There is an alternative. ChatFood, a UAE start-up which creates artificial intelligence chatbots to order food through, says its mission is to help restaurants take back control from the aggregators. Benjamin Mouflard, co-founder and CEO of ChatFood, says restaurants are losing the relationship they used to have with their customers.
“It is very hard for restaurants to make money when they receive an order from, let’s say, Deliveroo, because the margin and the fee that they charge are very high.
“This is acceptable if it is a new client but what more restaurants are seeing is their existing and loyal clients moving away from ordering from the restaurants to go on aggregators,” he says.
Deliveroo Editions kitchens should set of alarm bells for restaurateurs Mr Mouflard says. If all of the orders are coming through Deliveroo and restaurants are losing the ability to generate orders independently, they will be slaves to the aggregators.
ChatFood uses the apps customers use every day - Facebook messenger, Instagram, and WhatsApp - to design AI chatbots through which customers can order food. This means they don’t need to download an additional app, or sign up to yet another service.
The start-up helps clients with their customer service and marketing. It has more than 4,000 questions it can program answers to, alerting the restaurant if there is a query it has not programmed.
Since it launched in March, ChatFood has signed up 40 restaurants including KCAL, 800 degrees pizza, and Cali Poke. Initial set up for the service is free, and monthly prices for the service start from Dh299. In addition, the firm offers customer card payment services.
One client, Vietnamese Foodies, experienced a 400 per cent order increase rate, two-thirds of whom ordered from them again. It put all of its marketing efforts into promoting one of ChatFood's AI chatbots, called Mai, capitalising on a feature allowing the restaurant to create a short video for social media.

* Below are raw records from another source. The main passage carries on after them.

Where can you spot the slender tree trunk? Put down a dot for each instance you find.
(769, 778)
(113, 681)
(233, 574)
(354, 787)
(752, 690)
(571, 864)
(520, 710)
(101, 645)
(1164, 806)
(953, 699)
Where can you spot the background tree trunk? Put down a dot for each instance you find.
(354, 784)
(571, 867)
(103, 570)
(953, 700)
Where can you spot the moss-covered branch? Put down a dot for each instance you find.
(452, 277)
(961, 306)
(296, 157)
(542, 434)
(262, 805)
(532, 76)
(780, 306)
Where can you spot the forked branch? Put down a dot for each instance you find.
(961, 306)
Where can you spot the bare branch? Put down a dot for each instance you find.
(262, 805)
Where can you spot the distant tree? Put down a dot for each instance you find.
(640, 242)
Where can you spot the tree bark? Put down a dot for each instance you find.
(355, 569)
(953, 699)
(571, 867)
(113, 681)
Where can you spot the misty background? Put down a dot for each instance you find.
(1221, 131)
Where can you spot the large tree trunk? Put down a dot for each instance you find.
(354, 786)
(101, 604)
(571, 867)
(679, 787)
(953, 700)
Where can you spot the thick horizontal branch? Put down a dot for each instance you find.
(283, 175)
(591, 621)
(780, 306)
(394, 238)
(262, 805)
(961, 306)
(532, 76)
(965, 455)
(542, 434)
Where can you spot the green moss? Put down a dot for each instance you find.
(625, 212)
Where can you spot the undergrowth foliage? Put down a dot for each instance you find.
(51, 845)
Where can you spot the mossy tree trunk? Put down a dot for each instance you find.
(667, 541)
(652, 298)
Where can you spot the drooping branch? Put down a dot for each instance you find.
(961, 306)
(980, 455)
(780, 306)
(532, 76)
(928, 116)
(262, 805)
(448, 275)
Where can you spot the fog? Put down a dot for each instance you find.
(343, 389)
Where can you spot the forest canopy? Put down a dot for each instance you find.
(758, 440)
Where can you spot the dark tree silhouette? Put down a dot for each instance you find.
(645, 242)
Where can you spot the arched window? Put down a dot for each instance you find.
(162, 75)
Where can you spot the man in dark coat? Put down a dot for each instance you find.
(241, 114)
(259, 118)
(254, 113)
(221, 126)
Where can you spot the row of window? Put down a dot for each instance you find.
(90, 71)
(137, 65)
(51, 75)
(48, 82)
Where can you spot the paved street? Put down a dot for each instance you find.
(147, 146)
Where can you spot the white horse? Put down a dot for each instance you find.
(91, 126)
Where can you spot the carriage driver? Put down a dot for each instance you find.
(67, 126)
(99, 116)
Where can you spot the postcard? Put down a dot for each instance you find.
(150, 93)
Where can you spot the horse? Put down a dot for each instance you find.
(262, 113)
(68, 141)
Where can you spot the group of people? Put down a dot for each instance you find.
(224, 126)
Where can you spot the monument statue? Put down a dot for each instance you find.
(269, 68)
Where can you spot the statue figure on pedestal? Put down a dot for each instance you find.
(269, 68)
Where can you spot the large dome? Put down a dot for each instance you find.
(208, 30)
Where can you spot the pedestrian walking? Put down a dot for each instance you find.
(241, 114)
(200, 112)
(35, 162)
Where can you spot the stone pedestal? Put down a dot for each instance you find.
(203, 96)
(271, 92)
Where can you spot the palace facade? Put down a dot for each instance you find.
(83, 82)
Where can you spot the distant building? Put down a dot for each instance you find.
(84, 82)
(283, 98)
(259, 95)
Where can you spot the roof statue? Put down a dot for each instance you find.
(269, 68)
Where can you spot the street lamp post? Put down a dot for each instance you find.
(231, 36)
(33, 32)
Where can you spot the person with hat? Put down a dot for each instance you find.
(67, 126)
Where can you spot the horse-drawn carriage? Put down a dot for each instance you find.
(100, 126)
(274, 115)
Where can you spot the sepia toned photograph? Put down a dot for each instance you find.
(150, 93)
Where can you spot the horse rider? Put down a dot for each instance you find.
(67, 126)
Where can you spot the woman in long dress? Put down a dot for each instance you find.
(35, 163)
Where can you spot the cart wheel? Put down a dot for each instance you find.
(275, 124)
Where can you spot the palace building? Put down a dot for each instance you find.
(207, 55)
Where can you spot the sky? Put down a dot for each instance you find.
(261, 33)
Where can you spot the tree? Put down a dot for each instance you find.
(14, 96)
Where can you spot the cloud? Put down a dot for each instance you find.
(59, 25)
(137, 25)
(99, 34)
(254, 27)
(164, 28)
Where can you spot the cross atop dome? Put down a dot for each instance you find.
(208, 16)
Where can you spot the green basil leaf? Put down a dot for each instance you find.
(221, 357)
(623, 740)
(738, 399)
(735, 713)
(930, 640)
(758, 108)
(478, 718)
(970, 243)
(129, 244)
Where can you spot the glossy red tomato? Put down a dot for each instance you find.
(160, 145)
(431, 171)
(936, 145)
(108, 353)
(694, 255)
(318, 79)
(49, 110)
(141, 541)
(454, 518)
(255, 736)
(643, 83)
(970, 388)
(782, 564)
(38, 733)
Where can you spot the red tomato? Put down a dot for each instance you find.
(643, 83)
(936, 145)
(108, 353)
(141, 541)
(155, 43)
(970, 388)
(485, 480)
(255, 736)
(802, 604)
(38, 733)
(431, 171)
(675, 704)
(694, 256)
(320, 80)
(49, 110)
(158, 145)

Some restaurants have found the service so useful they have stopped using aggregators like Deliveroo and Zomato altogether, while many use both services.
Although ChatFood provides an alternative to ordering platforms, it doesn't provide a delivery solution - a logistical barrier the aggregators help small businesses to overcome.
Whether Deliveroo’s Editions investment will pay off, or if a so-far unknown food-tech disruptor is waiting in the wings, is yet to be seen but as demand for quality food at home reaches boiling-point, you can be sure companies will be fighting for a bigger slice of the pie.